Although the estate planning process has many variable steps -- and may be different with each and every estate -- there are a number of common, identifiable stages. First, data must be obtained. Then the existing estate plan must be evaluated for potential impairments. After that, a plan is designed that is approved by the client. After the client reviews the plan, it must be implemented.
This stage includes the execution of any necessary legal documents and transfers for arrangements of property. Last, it is important for individuals to recognize that a periodic review of the plan, particularly at times of major life or tax law changes, is crucial to having an effective estate plan.
The initial stage in creating an estate plan is to gather all relevant facts from the estate owner and to compile them in a systematic manner. It is important for these facts to include full disclosure of all property ownership (both assets and liabilities), including expected gifts and/or inheritances.
Any known problems connected with particular assets, such as the problems surrounding a closely held business interest, should be noted. Detailed information must also be obtained regarding the family structure, the names of all persons in the family who have some connection with the estate owner, and their relationships to the estate owner. Noting the attitudes of family members toward each other can also be helpful to a planner. For example, it is important to understand the attitude of the estate owner toward a spouse and younger generations. Information must be obtained regarding the estate owner's attitudes toward assets, as well as his or her feelings about work, money, risk, philanthropy, and financial security.
Some questions and areas of exploration that will assist the estate planner in discovering the client's personal attitudes are:
- Does the estate owner have strong feelings about charitable giving or particular charitable organizations?

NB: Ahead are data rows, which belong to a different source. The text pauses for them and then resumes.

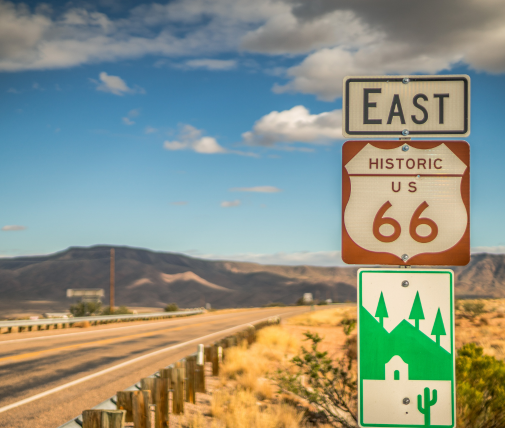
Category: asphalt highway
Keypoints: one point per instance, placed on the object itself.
(34, 364)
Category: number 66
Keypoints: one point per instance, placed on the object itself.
(415, 221)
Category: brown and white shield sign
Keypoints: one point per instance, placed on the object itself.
(406, 203)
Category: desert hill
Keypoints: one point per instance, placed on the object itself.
(149, 278)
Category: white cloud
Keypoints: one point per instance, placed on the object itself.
(322, 72)
(13, 227)
(211, 64)
(191, 138)
(497, 249)
(314, 258)
(42, 40)
(258, 189)
(295, 125)
(335, 37)
(132, 113)
(229, 204)
(115, 85)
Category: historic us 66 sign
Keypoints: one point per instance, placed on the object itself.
(406, 202)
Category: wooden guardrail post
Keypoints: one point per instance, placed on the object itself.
(178, 375)
(214, 357)
(124, 402)
(159, 394)
(96, 418)
(190, 379)
(208, 353)
(141, 409)
(200, 370)
(161, 401)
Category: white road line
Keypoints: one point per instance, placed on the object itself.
(126, 363)
(105, 330)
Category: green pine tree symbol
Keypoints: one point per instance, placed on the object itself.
(417, 311)
(381, 311)
(438, 327)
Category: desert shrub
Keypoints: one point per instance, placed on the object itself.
(474, 308)
(327, 384)
(171, 307)
(480, 389)
(349, 324)
(85, 309)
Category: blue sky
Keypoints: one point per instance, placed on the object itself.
(214, 128)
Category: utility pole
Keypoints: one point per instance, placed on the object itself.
(111, 303)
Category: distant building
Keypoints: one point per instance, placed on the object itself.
(87, 294)
(307, 298)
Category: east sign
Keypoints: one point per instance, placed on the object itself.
(406, 202)
(416, 106)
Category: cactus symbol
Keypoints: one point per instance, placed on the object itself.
(426, 410)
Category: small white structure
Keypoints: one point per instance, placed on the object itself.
(307, 298)
(383, 400)
(86, 294)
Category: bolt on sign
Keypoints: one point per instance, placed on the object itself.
(406, 202)
(406, 351)
(418, 106)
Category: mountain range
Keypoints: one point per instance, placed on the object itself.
(149, 278)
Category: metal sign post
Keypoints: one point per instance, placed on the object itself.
(406, 203)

Many individuals who have accumulated a substantial estate have special feelings for some of the institutions that have aided them in achieving their goals and arriving at positions of financial, professional, or business prominence.

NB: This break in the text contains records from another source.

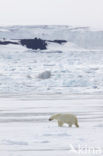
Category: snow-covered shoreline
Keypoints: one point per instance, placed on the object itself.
(25, 129)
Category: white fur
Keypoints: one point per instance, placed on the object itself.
(70, 119)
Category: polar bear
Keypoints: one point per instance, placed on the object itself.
(70, 119)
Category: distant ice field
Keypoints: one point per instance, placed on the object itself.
(76, 67)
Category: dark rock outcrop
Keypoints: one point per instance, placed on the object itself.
(7, 42)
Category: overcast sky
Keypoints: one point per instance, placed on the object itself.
(55, 12)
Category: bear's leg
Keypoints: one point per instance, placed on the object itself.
(60, 123)
(76, 124)
(70, 125)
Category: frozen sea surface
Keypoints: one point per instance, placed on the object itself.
(25, 129)
(75, 66)
(72, 71)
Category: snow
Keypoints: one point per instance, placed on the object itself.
(25, 128)
(72, 71)
(76, 66)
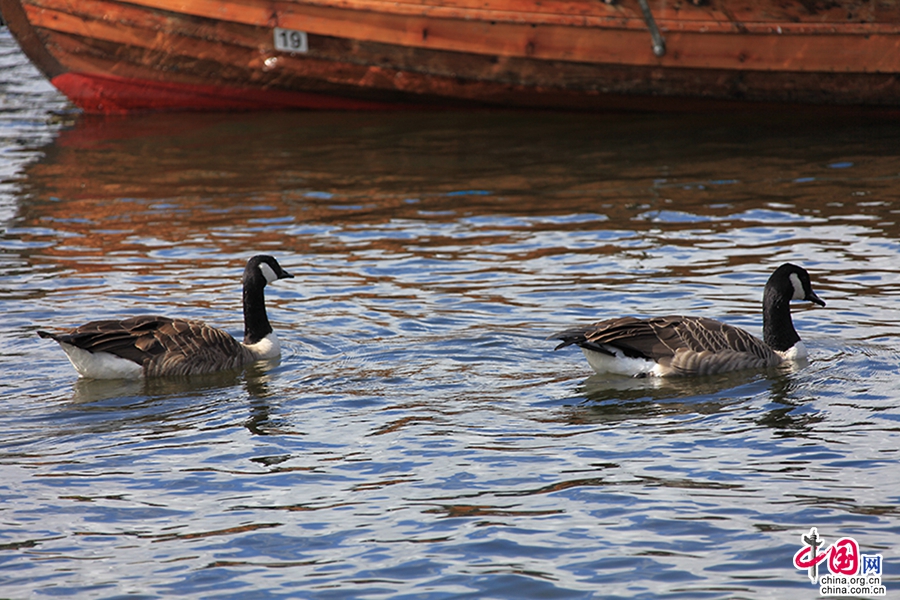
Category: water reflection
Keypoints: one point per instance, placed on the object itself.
(417, 404)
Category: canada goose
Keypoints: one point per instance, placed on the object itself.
(676, 345)
(151, 346)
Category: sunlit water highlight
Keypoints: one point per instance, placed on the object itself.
(419, 437)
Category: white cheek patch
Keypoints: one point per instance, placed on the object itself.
(799, 292)
(269, 273)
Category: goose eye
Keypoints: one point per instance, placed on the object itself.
(267, 272)
(799, 292)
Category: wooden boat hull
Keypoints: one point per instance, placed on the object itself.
(111, 56)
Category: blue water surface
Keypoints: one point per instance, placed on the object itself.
(420, 438)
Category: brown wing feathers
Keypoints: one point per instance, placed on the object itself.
(683, 344)
(159, 344)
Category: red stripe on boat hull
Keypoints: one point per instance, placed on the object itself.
(115, 95)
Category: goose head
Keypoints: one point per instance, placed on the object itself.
(790, 282)
(263, 269)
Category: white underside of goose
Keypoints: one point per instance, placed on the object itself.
(266, 348)
(644, 367)
(621, 364)
(101, 365)
(794, 353)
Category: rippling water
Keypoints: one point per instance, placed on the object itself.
(420, 438)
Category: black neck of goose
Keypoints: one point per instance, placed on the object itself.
(778, 327)
(256, 322)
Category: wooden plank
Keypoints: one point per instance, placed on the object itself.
(786, 52)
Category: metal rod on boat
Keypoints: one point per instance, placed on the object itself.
(659, 44)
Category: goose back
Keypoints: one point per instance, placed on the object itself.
(159, 346)
(671, 345)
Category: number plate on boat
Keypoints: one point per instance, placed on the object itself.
(290, 40)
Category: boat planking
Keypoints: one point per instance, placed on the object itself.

- What are the estate owner's obligations to a former spouse or to children of a first marriage? In estate planning today, one cannot ignore the subject of divorce. When an estate owner comes to see you with his or her spouse, it is possible that this may not be the first spouse. Also, there might be an elderly parent or a handicapped person in the family for whom the estate owner has some concern.
- Does the estate owner have a legal or moral obligation to support someone or certain persons?
- Has the estate owner made significant gifts during his or her lifetime? If so, this person should be questioned regarding gratuitous transfers that have been made, as well as gifts that the estate owner anticipates making to various persons in the future.
A second initial stage in creating an estate plan should be to obtain information regarding the provisions of the estate owner's current estate plan, if any. Does the client presently have a valid will? Has the client created trusts that may or may not serve his or her needs? These documents and other legal documents should be brought to the interview to assist the planner in evaluating the client's current plan and also in making recommendations for improvement.
In eliciting or reviewing facts in the initial data-gathering interview, prob¬lems that would impede the estate plan should be noted, defined, and explored with the client. As part of the data-gathering process, the estate planner also has a duty to explain to the client various potential options that are available under the current law.
This involves explaining the law to the client and making certain the individual understands completely. The plan is the client's plan, as is the ultimate decision regarding the arrangement of assets and transfers to beneficiaries.
The client's responses to these options can provide significant guidance to the estate planner in determining the type of plan that is most suitable for meeting the client's needs and objectives.
Many clients are intimidated by professionals. Clients may be unfamiliar with the professional's language or terminology and may be hesitant or not quite know how to ask questions that would help them understand and feel comfortable with the estate plan.
It is very important to make certain that clients know what they are doing and why. This can be accomplished by giving the client an analysis of problem areas the planner has identified, as well as areas where there may be a choice among alternative solutions. The analysis is helpful to the client only if it is explained in understandable terms.
It is imperative that planners emphasize the importance of providing accurate and comprehensive information. Such information forms the foundation upon which an appropriate and workable estate plan is built.